This was the first year that I participated in the National Novel Writing Month, or NaNoWriMo. In case you don’t know what this is, it is a one month sprint in November to write at least 50,000 words of your novel. I heard about it before and noticed that a couple of books I enjoyed had started out as NaNoWriMo projects. The Night Circus, by Erin Morgenstern was the first one I read that had been a NaNoWriMo winner. “Winner” means that you met the goal of writing at least 50,000 words during the month. This year 175,002 people participated and there were 40,325 winners.
I had thought of participating the previous year, but found out about it too late to start on time. This summer my daughter gave me the book No Plot? No Problem! by Chris Baty. The author is the founder of NaNoWriMo and the book summarized the idea and provided some strategy. I “got it” immediately. The idea is that you are not going to end the month with a finished novel, but maybe with a first draft, or part of a first draft. To “win” you have to write, not edit and revise. If you get caught up in revisions, you will never get to 50,000 words.
The organization and website were run in a good manner. Periodically there were some words of encouragement from popular authors and from others who had previously won. There were forums by novel genre and by “birds of a feather” groups — age and interest groupings. There were also regional groups, which like the forums, were great for encouragement and let everyone know that they were not alone in the endeavor. The online forums seemed pretty well organized and lightly moderated. There were some “write-ins” organized by my regional group, but I didn’t attend them. People were friendly and provided support and encouragement.

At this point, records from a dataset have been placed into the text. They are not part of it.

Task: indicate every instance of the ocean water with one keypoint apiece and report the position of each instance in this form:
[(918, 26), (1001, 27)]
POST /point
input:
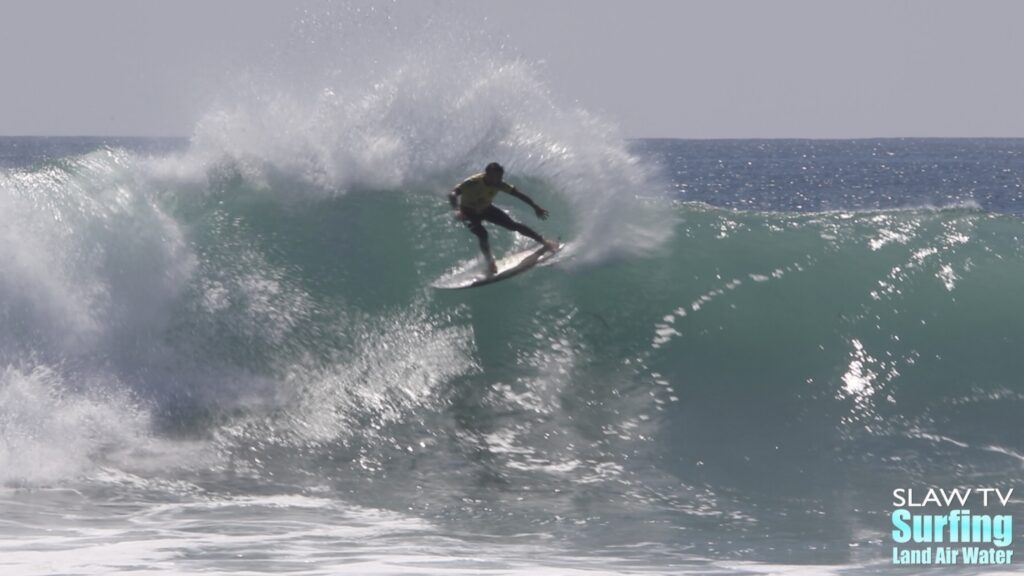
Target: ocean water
[(221, 355)]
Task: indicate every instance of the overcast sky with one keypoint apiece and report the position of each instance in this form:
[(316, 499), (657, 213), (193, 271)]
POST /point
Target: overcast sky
[(689, 69)]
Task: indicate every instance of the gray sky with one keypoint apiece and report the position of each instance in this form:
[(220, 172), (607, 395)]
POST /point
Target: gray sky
[(656, 68)]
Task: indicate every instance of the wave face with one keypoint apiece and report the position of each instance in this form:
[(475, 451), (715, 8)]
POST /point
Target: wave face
[(249, 313), (750, 371)]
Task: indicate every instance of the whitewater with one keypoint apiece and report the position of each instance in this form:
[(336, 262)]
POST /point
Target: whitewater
[(222, 355)]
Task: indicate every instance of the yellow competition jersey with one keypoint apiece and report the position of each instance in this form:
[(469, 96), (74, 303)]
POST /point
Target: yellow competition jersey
[(476, 195)]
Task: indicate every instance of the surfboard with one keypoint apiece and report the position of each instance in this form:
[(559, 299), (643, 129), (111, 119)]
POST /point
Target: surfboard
[(512, 264)]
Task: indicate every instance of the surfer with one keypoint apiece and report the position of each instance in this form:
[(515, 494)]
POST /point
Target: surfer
[(473, 200)]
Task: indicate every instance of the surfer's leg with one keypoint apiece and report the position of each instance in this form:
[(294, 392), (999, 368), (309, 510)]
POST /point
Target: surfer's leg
[(498, 216), (475, 225)]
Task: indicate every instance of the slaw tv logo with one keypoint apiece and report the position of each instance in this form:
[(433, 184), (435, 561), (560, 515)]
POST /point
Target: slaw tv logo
[(962, 526)]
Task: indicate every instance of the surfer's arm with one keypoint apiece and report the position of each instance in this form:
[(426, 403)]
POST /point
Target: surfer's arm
[(454, 201), (541, 212)]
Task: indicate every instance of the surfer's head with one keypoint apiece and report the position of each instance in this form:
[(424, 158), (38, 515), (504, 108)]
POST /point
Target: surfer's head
[(494, 173)]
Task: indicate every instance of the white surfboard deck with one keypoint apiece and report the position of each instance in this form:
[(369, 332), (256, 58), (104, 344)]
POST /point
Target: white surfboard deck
[(470, 275)]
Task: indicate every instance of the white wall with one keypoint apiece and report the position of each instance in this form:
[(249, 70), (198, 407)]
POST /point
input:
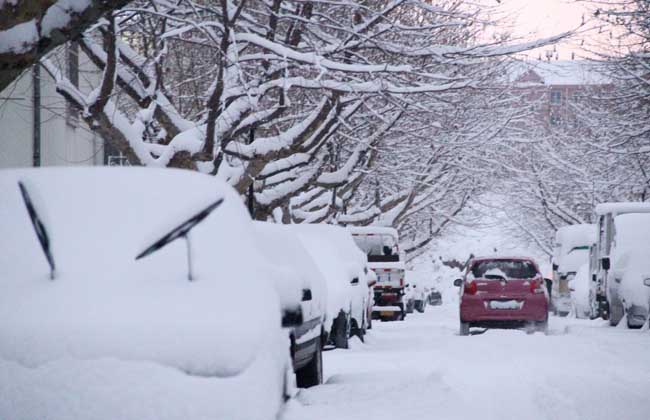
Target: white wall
[(62, 144)]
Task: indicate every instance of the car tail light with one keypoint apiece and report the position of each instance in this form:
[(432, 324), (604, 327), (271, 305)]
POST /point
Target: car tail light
[(536, 286), (471, 288)]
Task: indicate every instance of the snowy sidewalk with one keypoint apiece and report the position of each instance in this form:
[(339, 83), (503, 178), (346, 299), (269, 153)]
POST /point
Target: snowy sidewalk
[(421, 368)]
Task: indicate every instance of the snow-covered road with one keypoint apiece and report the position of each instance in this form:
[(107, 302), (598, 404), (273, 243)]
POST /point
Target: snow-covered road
[(422, 368)]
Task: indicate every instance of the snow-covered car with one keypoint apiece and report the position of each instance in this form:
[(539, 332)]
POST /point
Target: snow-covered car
[(601, 257), (104, 315), (303, 293), (381, 246), (502, 292), (409, 298), (630, 267), (343, 266)]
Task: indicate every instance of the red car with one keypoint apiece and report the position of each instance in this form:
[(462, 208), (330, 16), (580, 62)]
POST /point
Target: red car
[(503, 292)]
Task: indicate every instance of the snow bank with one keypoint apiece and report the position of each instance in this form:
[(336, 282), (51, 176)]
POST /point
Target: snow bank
[(104, 303)]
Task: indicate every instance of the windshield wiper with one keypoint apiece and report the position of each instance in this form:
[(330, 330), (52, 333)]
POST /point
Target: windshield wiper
[(182, 231), (39, 227)]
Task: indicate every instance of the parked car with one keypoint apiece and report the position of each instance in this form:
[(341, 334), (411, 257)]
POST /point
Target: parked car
[(381, 246), (571, 251), (303, 295), (372, 280), (502, 292), (605, 214), (630, 267), (344, 268), (94, 280)]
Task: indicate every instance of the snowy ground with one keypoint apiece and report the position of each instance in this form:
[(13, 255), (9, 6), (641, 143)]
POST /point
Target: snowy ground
[(422, 368)]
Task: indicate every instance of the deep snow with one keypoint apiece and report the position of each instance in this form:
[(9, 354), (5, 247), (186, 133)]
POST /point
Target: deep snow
[(422, 368)]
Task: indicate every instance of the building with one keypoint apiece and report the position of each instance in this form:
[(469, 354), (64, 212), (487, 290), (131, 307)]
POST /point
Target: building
[(39, 128), (556, 91)]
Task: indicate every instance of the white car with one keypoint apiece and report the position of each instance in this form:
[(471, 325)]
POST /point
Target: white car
[(344, 267), (303, 294), (104, 315), (630, 267)]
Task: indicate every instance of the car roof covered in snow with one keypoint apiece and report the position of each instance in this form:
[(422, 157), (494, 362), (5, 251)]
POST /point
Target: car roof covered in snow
[(559, 73), (501, 257), (571, 236), (283, 248), (621, 208), (104, 303), (373, 230)]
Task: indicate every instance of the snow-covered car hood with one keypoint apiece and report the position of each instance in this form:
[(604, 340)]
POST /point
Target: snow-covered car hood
[(339, 260), (104, 303), (297, 269)]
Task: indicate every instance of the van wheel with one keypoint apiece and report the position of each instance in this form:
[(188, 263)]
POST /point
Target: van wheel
[(312, 373), (341, 331), (464, 328)]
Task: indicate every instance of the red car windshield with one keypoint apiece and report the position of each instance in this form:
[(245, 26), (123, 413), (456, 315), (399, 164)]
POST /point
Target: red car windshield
[(510, 269)]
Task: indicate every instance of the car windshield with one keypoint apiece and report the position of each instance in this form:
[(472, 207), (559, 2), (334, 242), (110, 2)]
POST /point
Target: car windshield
[(515, 269)]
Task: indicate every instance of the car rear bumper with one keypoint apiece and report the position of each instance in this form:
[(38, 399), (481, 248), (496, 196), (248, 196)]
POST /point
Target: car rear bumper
[(476, 308)]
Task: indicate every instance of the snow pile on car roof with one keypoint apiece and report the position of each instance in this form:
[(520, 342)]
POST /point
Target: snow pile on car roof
[(104, 303), (281, 245), (572, 244), (338, 258), (621, 208)]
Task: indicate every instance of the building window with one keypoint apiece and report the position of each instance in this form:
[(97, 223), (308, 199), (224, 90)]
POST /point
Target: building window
[(556, 97), (555, 119), (72, 73)]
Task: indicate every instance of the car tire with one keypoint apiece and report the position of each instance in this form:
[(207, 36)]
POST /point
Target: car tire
[(341, 331), (312, 373), (464, 328)]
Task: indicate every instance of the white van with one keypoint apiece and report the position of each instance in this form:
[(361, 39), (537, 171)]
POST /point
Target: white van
[(630, 269), (605, 213)]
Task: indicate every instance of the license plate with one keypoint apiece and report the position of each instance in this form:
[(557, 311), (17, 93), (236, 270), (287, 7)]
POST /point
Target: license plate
[(505, 304)]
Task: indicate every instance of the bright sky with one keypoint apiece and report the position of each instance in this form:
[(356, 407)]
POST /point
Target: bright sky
[(543, 18)]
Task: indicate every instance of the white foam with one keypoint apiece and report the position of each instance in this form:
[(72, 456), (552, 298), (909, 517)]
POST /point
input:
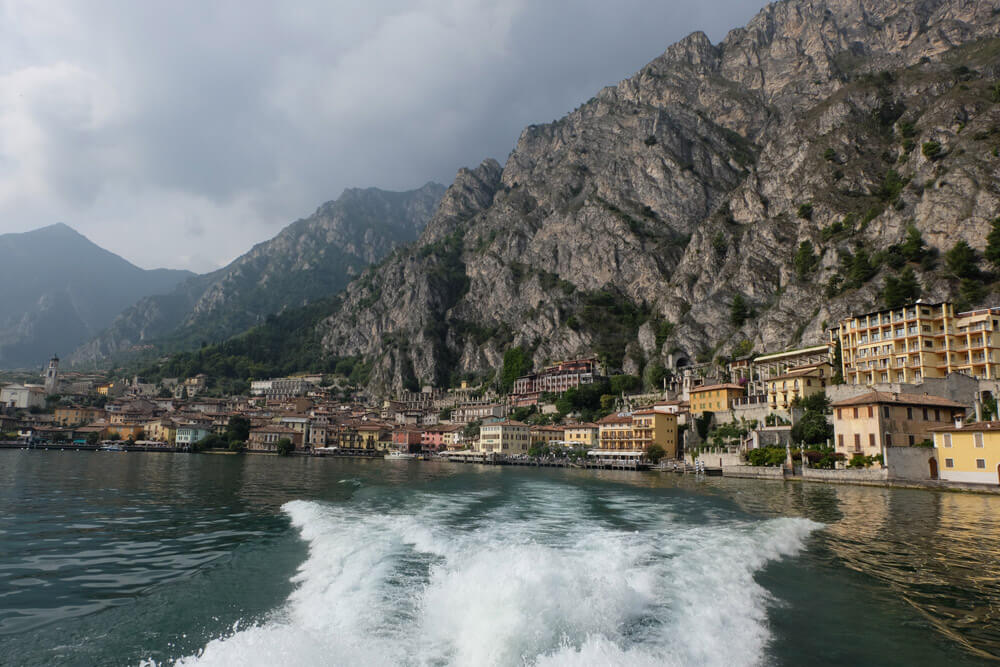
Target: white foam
[(532, 582)]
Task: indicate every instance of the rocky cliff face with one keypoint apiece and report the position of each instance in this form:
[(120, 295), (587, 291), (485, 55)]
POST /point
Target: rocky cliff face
[(311, 258), (629, 227)]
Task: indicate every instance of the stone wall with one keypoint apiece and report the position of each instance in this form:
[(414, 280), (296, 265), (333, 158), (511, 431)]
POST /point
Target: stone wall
[(845, 476), (756, 472), (720, 459), (909, 463)]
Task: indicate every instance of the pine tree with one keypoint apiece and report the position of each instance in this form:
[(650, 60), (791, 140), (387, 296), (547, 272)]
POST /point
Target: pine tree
[(892, 293), (993, 244), (805, 260)]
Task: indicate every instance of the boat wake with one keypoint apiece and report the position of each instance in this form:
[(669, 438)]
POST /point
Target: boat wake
[(536, 581)]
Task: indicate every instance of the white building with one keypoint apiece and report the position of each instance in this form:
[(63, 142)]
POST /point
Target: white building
[(506, 437), (22, 396)]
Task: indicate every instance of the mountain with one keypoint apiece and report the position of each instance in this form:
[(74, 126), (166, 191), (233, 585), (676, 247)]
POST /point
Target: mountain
[(61, 289), (309, 259), (727, 198)]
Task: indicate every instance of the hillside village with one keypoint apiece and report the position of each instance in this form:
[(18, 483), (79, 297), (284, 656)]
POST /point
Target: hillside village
[(899, 394)]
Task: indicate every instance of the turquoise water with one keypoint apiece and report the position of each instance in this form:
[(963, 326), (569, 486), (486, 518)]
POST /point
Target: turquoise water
[(128, 559)]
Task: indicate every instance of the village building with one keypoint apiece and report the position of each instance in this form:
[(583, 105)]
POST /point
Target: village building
[(504, 437), (869, 423), (919, 341), (800, 382), (968, 453), (266, 438), (713, 397)]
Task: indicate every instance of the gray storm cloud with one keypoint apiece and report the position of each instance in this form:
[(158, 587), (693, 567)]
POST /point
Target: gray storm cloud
[(180, 133)]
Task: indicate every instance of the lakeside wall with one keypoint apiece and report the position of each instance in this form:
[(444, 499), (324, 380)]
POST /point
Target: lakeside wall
[(753, 472)]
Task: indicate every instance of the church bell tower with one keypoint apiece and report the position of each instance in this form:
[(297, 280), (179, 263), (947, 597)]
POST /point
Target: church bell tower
[(52, 376)]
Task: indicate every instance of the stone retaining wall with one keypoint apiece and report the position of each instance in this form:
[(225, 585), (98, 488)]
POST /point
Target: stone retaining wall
[(755, 472), (845, 476)]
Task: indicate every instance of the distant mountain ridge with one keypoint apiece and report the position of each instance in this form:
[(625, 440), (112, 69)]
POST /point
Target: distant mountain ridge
[(726, 198), (309, 259), (60, 289)]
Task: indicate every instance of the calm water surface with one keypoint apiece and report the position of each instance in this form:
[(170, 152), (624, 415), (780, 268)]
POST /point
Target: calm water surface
[(129, 559)]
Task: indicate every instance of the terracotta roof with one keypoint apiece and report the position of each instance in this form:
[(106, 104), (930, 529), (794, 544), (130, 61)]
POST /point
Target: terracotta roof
[(615, 419), (981, 426), (722, 385), (879, 397), (801, 371)]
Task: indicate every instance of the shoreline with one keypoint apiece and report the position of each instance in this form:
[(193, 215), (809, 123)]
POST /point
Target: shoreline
[(762, 473)]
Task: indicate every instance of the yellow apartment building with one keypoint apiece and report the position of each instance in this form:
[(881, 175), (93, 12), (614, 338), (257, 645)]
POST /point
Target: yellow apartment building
[(504, 437), (547, 435), (918, 341), (74, 416), (868, 423), (637, 431), (713, 397), (652, 427), (582, 435), (969, 453), (797, 383), (364, 435), (161, 430)]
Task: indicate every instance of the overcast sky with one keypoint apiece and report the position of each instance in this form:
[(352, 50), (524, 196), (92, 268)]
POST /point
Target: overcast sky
[(179, 133)]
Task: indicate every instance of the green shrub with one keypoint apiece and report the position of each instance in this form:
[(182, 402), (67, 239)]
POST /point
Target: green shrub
[(931, 150), (902, 290), (962, 261), (805, 260), (739, 311), (719, 244), (992, 252)]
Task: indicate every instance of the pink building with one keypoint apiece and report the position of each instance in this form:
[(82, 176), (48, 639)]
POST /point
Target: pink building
[(407, 440)]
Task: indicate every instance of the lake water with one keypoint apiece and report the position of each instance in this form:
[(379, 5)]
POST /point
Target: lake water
[(142, 559)]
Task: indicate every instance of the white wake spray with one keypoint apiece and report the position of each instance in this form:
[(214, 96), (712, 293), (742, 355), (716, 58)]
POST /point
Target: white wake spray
[(534, 581)]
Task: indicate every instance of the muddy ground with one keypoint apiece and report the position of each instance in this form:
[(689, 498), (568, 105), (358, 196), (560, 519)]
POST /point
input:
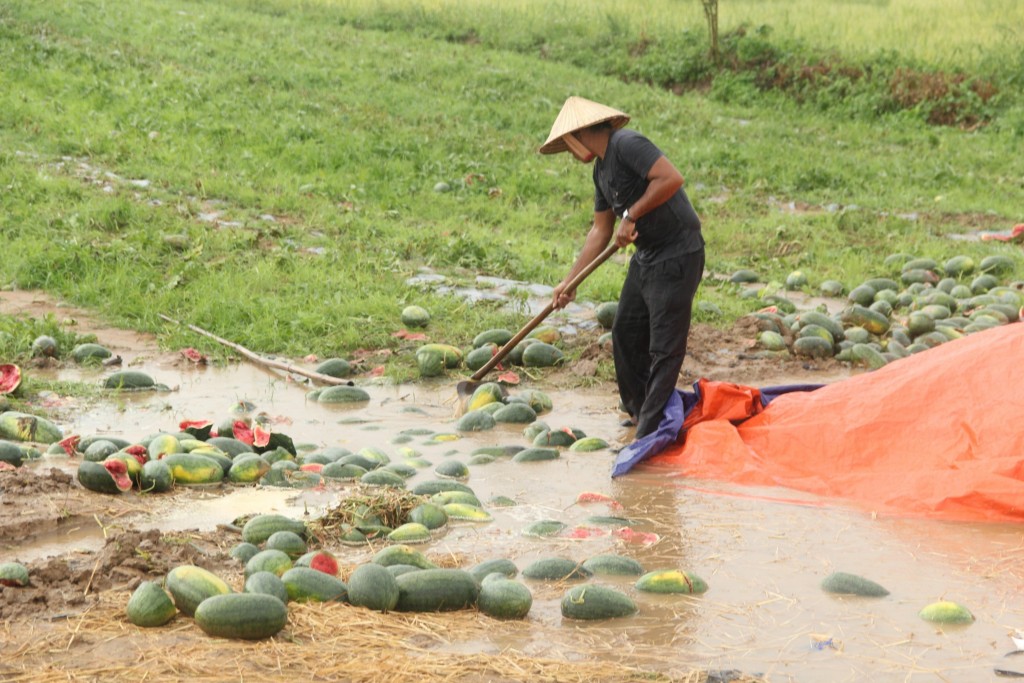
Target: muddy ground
[(766, 621)]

Overall, participating in NaNoWriMo was a good experience. On the minus side, I had to focus a lot of my non-work time on writing, which meant that I fell behind in other areas, such as my personal technology projects and reading, and it was not until after the first few weeks in December before I stopped feeling “behind”. Also, I have notes for several writing projects and picked one more or less at random. I did not have an overall story arc and ending in mind for that one, which made it difficult in the middle of the month to keep momentum going. It is of course possible that during the intense creative focus that a plot will emerge, but I don’t feel that my ending was strong enough. Next time I will choose a story idea that I have thought through a bit more.
I was disciplined enough to win, yeah! In fact, I hit the target a bit early, the day before Thanksgiving. Winning was a big confidence boost to my inner writer. In order to get it done, I woke up an hour early each morning and also wrote a bit at lunch and again, for a longer stretch, after dinner. Though I was not happy with the ending, I did come up with a lot of ideas for the story that I did not have when I started out and I feel that the story has good potential. While it was a bit grueling, it was also fun and I would definitely do it again.
So, you don’t end up with a finished novel, but what you do have is a good chunk of a story that you can build on. During January and February NaNoWriMo organizes activities focused on editing, revisions, and other aspects of the writing craft. A big thanks to the organizers of NaNoWriMo and to the other participants for their positive attitudes and for sharing their journey.